Rebecca, a senior support worker with the council, began to worry that her dad was suffering from a memory disorder after he was robbed on a night out.

She said: “The two men had stolen £500 out of his bank accounts because he’d kept his pin number in his wallet.

“And another time, he said he had got on the wrong bus home, but he couldn’t remember where it had taken him to.

“And that’s when we started having quite a lot of concerns really.”

Eddie was then diagnosed with Alzheimer’s – a progressive disease that leads to severe memory impairment and a decline in a person’s behavioral and social skills.

And while he later responded well to medication, Rebecca said it was hearing his favorite old songs that really brought him out of his shell.

She said: “My dad’s always liked music, we’ve always got music on in the house.

“And I remember during Covid, me and my dad were in the car and we went to my cousin’s to drop a present off, and I put some of his old music on in the car.

“After, we had a few drinks at home – and my dad was just up jumping and dancing.”

She added: “Then I think it was Father’s Day, I just bought him some headphones to see how he liked them, and he really, really took to them.

“I don’t think my mum was too pleased. She was trying to watch the TV, but my dad was just singing above it.

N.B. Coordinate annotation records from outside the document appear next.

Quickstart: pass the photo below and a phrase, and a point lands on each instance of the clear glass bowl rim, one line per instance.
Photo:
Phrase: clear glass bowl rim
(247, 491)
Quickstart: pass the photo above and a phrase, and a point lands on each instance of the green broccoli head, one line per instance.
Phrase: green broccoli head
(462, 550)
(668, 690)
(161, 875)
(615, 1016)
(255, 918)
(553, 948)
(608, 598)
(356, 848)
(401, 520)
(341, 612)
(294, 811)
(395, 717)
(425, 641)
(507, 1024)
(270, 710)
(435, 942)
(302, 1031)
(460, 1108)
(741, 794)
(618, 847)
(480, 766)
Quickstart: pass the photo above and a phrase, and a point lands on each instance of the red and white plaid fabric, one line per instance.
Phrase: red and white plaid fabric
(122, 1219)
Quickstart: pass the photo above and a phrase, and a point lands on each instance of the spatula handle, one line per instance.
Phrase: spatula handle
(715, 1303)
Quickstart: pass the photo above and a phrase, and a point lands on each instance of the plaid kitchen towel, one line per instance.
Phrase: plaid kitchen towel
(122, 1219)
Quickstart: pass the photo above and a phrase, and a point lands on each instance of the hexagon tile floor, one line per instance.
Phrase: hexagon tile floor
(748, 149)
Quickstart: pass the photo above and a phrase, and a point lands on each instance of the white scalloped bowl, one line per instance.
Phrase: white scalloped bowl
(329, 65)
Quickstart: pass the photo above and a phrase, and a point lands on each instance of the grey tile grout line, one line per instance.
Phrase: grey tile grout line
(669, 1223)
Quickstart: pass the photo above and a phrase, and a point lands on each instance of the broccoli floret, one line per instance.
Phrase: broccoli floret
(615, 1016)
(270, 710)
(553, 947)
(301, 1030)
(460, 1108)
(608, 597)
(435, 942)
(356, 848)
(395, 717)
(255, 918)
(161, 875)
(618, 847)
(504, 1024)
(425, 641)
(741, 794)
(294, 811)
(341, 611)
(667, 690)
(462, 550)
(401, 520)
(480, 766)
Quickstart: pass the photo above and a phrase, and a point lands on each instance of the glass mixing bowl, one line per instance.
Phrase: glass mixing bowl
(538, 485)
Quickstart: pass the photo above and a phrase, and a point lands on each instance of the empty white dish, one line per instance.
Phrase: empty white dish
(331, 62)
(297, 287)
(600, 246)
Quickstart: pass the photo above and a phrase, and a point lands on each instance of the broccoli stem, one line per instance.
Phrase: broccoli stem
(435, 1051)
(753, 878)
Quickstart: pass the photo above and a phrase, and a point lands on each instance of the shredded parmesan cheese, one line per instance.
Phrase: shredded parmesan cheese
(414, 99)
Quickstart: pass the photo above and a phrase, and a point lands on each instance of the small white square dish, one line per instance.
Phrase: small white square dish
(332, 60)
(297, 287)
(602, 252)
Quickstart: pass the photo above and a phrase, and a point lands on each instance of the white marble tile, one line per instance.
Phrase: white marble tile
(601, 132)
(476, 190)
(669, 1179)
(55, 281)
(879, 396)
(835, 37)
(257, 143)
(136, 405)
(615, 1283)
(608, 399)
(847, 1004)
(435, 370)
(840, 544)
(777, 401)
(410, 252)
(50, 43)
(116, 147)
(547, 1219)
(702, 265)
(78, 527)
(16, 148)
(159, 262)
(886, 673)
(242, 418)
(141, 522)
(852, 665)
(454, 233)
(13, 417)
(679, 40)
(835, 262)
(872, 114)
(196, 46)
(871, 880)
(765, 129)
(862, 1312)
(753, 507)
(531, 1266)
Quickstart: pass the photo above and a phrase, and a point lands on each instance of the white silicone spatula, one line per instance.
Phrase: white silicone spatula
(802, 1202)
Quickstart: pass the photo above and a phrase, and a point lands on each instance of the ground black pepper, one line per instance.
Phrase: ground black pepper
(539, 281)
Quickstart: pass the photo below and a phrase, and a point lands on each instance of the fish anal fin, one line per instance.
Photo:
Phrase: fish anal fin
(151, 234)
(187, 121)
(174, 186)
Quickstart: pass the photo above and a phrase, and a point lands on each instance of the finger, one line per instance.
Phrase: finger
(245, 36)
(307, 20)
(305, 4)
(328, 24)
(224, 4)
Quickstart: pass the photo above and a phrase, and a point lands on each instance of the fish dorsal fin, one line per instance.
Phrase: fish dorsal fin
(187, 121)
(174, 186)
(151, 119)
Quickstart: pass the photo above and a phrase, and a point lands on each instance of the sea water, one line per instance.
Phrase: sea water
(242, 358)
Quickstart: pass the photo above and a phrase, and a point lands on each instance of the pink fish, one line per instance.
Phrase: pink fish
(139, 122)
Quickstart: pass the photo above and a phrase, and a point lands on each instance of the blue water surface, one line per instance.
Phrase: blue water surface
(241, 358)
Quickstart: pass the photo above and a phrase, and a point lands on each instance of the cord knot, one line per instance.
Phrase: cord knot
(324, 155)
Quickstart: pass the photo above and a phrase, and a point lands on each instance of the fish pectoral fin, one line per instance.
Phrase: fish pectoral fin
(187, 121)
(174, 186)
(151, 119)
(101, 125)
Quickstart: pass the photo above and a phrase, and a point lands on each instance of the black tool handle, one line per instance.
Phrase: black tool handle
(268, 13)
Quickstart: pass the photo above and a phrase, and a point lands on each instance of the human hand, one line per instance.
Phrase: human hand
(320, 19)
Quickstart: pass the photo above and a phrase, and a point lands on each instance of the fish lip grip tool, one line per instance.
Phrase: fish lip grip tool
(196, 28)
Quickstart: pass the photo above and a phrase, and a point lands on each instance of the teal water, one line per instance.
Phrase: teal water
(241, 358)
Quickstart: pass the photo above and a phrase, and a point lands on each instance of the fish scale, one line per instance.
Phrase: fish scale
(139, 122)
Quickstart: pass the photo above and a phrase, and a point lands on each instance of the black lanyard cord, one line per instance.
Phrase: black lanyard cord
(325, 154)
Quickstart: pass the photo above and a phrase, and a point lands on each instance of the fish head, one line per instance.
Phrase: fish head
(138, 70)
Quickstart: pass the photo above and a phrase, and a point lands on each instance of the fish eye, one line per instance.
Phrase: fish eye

He absolutely loved it.”

Rebecca said Eddie's favorite singer is Elvis, but he is quite happy to bop along to any song with a beat regardless of its genre.

She said: “He absolutely loves Elvis – but any kind of music, any kind of beat, he literally just loves it.”

"One of his favorite Elvis songs is 'Suspicious Minds' but he also loves 'Bad to Me' by Billy J Kramer and 'Peggy Sue' by Buddy Holland.

“He still goes to one of the pubs every Monday between 2:00-7:00 P.M.

“The DJ there messaged me to say he doesn’t have to do his job because my dad gets everyone dancing.

"He said he always used to do 'the stomp’ and he tries to show it to me, but I don’t know what it is!"

Rebecca said there were still days when Eddie’s illness weighed heavily on his family but added that he remained upbeat despite his chronic prognosis.

She said: “I work with vulnerable adults, and a lot of them are elderly and do have Alzheimer’s and dementia so I do know some of the signs and symptoms.

“And there are days when the family does struggle because he repeats himself. He forgets everything.

“But in general, he’s just really happy, and It’s lovely to be around him because he’s just so happy, and he makes me happy – and that’s all I focus on.”

Grace Meadows, campaign director at campaign group Music for Dementia, which calls for people with the illness to have music as an integral part of their care, said: “It’s wonderful to see how Eddie is moved and brought back to life by music.

"Music has the power to create beautiful moments of togetherness, to enliven, stimulate and enable people to express themselves.

"It can help people with Alzheimer’s in so many other ways too, providing a channel through which to manage symptoms of the conditions and emotions.

"It can bring joy when they’re feeling down or create a sense of calm if they’re agitated or anxious, as well as create wonderful, shared experiences with loved ones.

"We hope many other families will be inspired by Rebecca and Eddie’s story and put a personal playlist together to see how music can work for them too.”